Die Pflege der guten Trainingskleidung Juban, Hakama und Gi ist oft etwas problematisch. Zumeist werden die Klamotten heutzutage bei 30 - 40 Grad Celsius gewaschen, damit die guten Stücke nicht einlaufen. Gerade bei den von mir besprochenen, mit Persimone gefärbten Hakama und Gi aus Baumwolle ist dies relevant, aber sicher auch bei den mit Indigo natürlich gefärbten Kendo-Gi.

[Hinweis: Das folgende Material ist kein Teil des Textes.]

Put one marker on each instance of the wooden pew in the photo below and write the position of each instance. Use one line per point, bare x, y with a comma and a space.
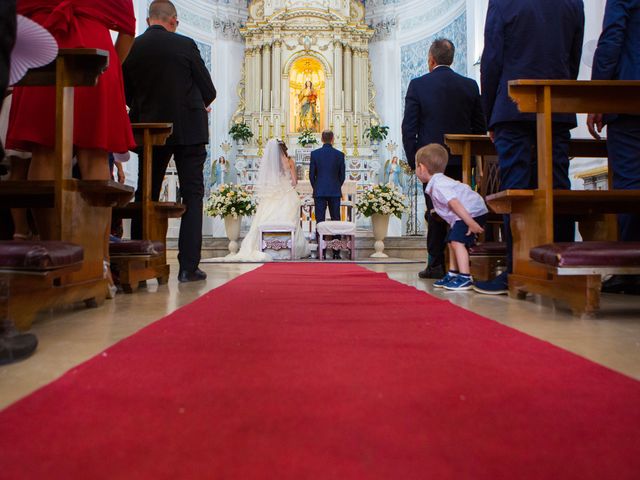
486, 259
80, 209
532, 211
468, 146
139, 266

Nun, zumindest bei der ersten Wäsche wird meine Trainingskleidung bei 60 Grad Celsius intensiv gewaschen, in der Hoffnung dass die danach nicht mehr weiter einlaufen. Der Schrumpfungsprozess nach der ersten Wäsche gibt mir dann Aufschluss darüber ob und wo ich ggf. was ein- oder abnähen muss. Die Folgewäschen sind dann wie gesagt eher Niedertemperaturwäschen.

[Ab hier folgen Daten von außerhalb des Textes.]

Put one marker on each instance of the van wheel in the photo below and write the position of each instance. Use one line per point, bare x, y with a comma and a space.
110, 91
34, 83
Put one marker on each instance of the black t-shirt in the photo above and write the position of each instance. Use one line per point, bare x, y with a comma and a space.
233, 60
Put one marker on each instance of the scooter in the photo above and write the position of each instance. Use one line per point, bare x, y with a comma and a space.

Da beginnt aber das Problem! Die Kleidung stinkt meist sehr schnell nach der Wäsche wieder, es entsteht dieser unangenehme "Sporttaschengeruch". Grund dafür sind, wie beim Körpergeruch auch, Mikroorganismen verantwortlich, die bei den heutigen niedrigen Waschtemperaturen meist nicht mehr abgetötet werden.

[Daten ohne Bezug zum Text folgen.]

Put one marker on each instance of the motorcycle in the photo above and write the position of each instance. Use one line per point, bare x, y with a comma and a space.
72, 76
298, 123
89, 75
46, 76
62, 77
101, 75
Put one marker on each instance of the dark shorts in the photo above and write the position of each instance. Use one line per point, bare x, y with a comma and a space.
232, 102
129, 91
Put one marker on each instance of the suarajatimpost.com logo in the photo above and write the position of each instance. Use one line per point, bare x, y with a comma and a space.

Was ist also die Alternative?
Eine Möglichkeit ist die Zugabe von einigen (meist 3 - 5) Tabletten "Bullrich Salz®" (Natriumhydrogencarbonat) zur Wäsche. Eine andere Möglichkeit ist die Zugabe von einem "guten Schuss" Essig. Beide Methoden verändern das Milieu in der Waschmaschine so, dass die Mikroorganismen nicht überleben. Eine andere Methode, die ich in Japan oft beobachtete ist ein Stoffbeutel gefüllt mit Aktivkohle (oder guter, sauberer Holzkohle) in die Sporttasche und/oder in den Kleiderschrank. Diese Methode wird in Japan auch auf den Toiletten traditioneller Restaurants angewandt. Ich habe mir beim letzten Japanbesuch eine schwarze Seife, die eine Menge Sandelholzasche enthält mitgebracht. Diese Seifenstücke habe ich in den Fächern mit der Trainingskleidung und in der Sporttasche. Diese Seife zieht zum einen unangenehme Gerüche (Ascheanteil) und verbreitet einen sehr dezenten "japanischen" Geruch.
Dieser Artikel wurde bereits in der Ausgabe 13, April 2008, "Das Iaido Journal des Deutschen Iaido Bundes" veröffentlicht. Ich habe ihn neu überarbeitet.